Le séjour de Macron en Inde s'inscrit dans sa volonté de renforcer le "partenariat stratégique" entre les deux pays, signé le 26 janvier 1998 par le président de l'époque, Jacques Chirac, et le premier ministre indien, Inder Kumar Gujral, et qui vient de fêter son 26e anniversaire.

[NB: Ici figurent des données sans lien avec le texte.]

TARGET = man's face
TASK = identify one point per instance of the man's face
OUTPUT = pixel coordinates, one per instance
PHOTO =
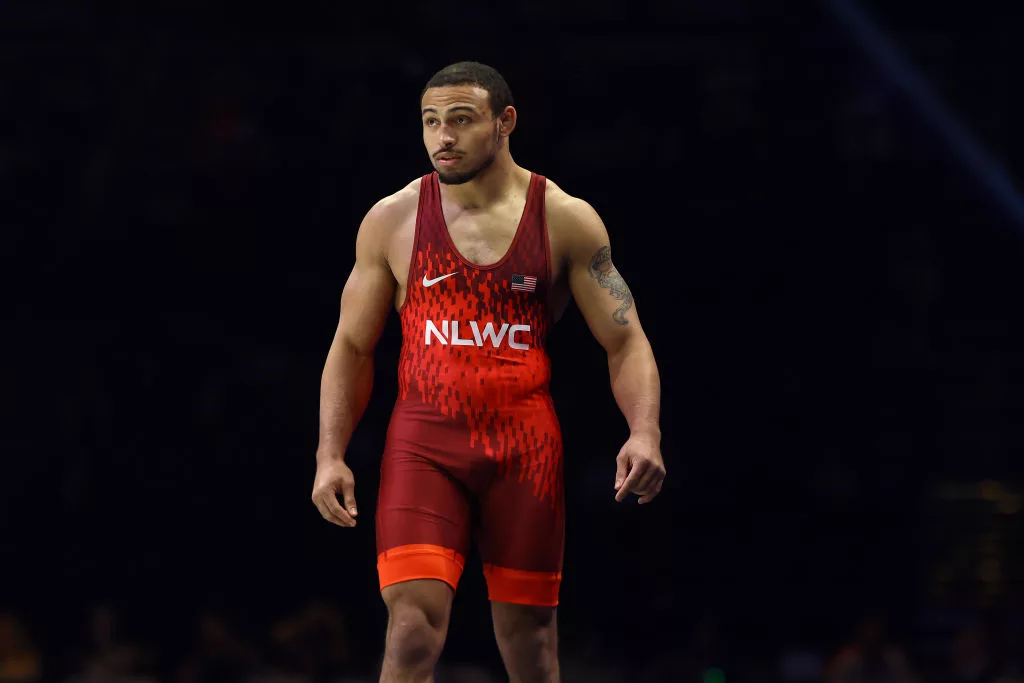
(460, 132)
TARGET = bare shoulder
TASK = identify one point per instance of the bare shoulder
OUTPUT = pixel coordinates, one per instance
(393, 210)
(387, 218)
(572, 223)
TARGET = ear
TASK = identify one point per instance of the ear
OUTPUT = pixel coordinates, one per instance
(507, 121)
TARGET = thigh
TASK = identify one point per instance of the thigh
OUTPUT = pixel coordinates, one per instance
(521, 537)
(423, 521)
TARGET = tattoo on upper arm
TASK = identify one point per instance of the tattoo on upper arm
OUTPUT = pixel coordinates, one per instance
(602, 269)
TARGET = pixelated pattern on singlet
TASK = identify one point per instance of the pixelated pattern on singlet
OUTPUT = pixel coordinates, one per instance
(471, 371)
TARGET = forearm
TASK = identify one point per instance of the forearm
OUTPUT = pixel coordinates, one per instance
(345, 388)
(636, 386)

Sa "pierre angulaire", comme le rappelle la déclaration conjointe des deux nations, est leur "coopération étroite dans le cadre de la défense et de la sécurité", des discussions qui, à New Delhi, se sont concentrées sur le renforcement de la collaboration industrielle et de l'entraînement opérationnel conjoint entre les forces armées des deux pays.
Pour Delhi, le fait d'avoir Paris comme fournisseur de technologie nucléaire et comme l'une de ses principales sources de systèmes d'armes est une garantie contre les intérêts hégémoniques de la Chine et de la Russie. Pour Paris, garder l'Inde comme garante de la sécurité de ses possessions d'outre-mer dans l'Indo-Pacifique est une priorité. La France exerce sa souveraineté sur la Polynésie française, la Nouvelle-Calédonie, la collectivité dite de Wallis-et-Futuna, les îles de Mayotte et de la Réunion et l'atoll de la Passion ou de Clipperton. Elle abrite environ 1,5 million de ressortissants français, quelque 8 000 militaires et plus de 90 % de sa zone économique exclusive.

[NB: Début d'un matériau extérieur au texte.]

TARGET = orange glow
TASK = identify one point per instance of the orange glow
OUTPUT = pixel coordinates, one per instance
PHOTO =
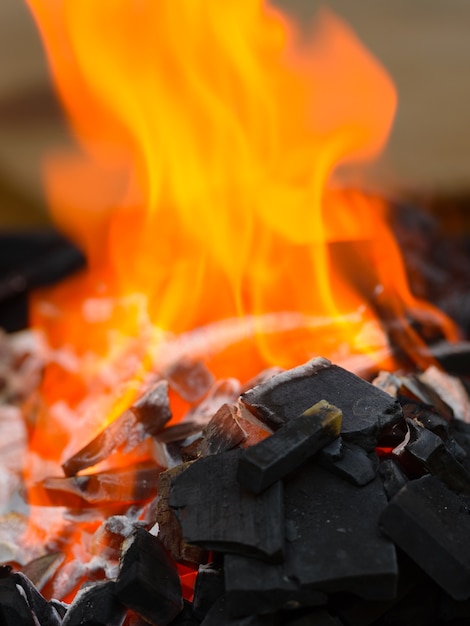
(202, 194)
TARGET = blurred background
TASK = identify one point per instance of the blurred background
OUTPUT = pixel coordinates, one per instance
(425, 46)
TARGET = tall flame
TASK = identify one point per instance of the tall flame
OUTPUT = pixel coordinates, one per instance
(208, 134)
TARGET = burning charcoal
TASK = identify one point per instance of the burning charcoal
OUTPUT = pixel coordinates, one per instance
(190, 379)
(428, 449)
(152, 409)
(333, 541)
(14, 609)
(41, 570)
(366, 409)
(222, 432)
(217, 513)
(392, 476)
(430, 524)
(209, 586)
(300, 438)
(96, 605)
(148, 582)
(450, 390)
(253, 586)
(130, 484)
(42, 610)
(355, 465)
(171, 534)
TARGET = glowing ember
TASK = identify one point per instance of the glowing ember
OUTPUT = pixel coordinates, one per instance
(203, 196)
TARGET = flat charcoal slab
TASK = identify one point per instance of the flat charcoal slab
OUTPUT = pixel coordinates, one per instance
(287, 448)
(216, 512)
(333, 537)
(366, 409)
(430, 524)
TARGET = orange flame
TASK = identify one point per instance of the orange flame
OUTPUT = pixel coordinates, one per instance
(209, 133)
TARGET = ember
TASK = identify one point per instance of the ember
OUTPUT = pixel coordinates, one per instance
(187, 455)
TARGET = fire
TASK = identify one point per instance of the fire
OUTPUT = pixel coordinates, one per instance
(203, 192)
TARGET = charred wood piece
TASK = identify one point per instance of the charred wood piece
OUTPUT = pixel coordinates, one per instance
(216, 512)
(431, 524)
(223, 432)
(148, 582)
(170, 533)
(290, 446)
(152, 408)
(366, 409)
(190, 379)
(355, 465)
(96, 605)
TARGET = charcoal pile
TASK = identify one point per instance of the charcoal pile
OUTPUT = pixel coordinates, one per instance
(309, 497)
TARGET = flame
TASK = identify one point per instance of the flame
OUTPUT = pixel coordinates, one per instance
(203, 192)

L'Indo-Pacifique étant le nouvel épicentre des relations commerciales, diplomatiques et militaires mondiales, Macron a ajouté à son entourage les ministres des Affaires étrangères, de la Culture et de la Défense, respectivement Stéphane Séjourné, Rachida Dati et Sébastien Lecornu, accompagnés d'un groupe restreint de hauts fonctionnaires et de cadres supérieurs de ses principaux secteurs d'activité. Par exemple, le chef de la Direction générale de l'armement (DGA), Emmanuel Chiva, et le président du Centre national d'études spatiales (CNES), Philippe Baptiste.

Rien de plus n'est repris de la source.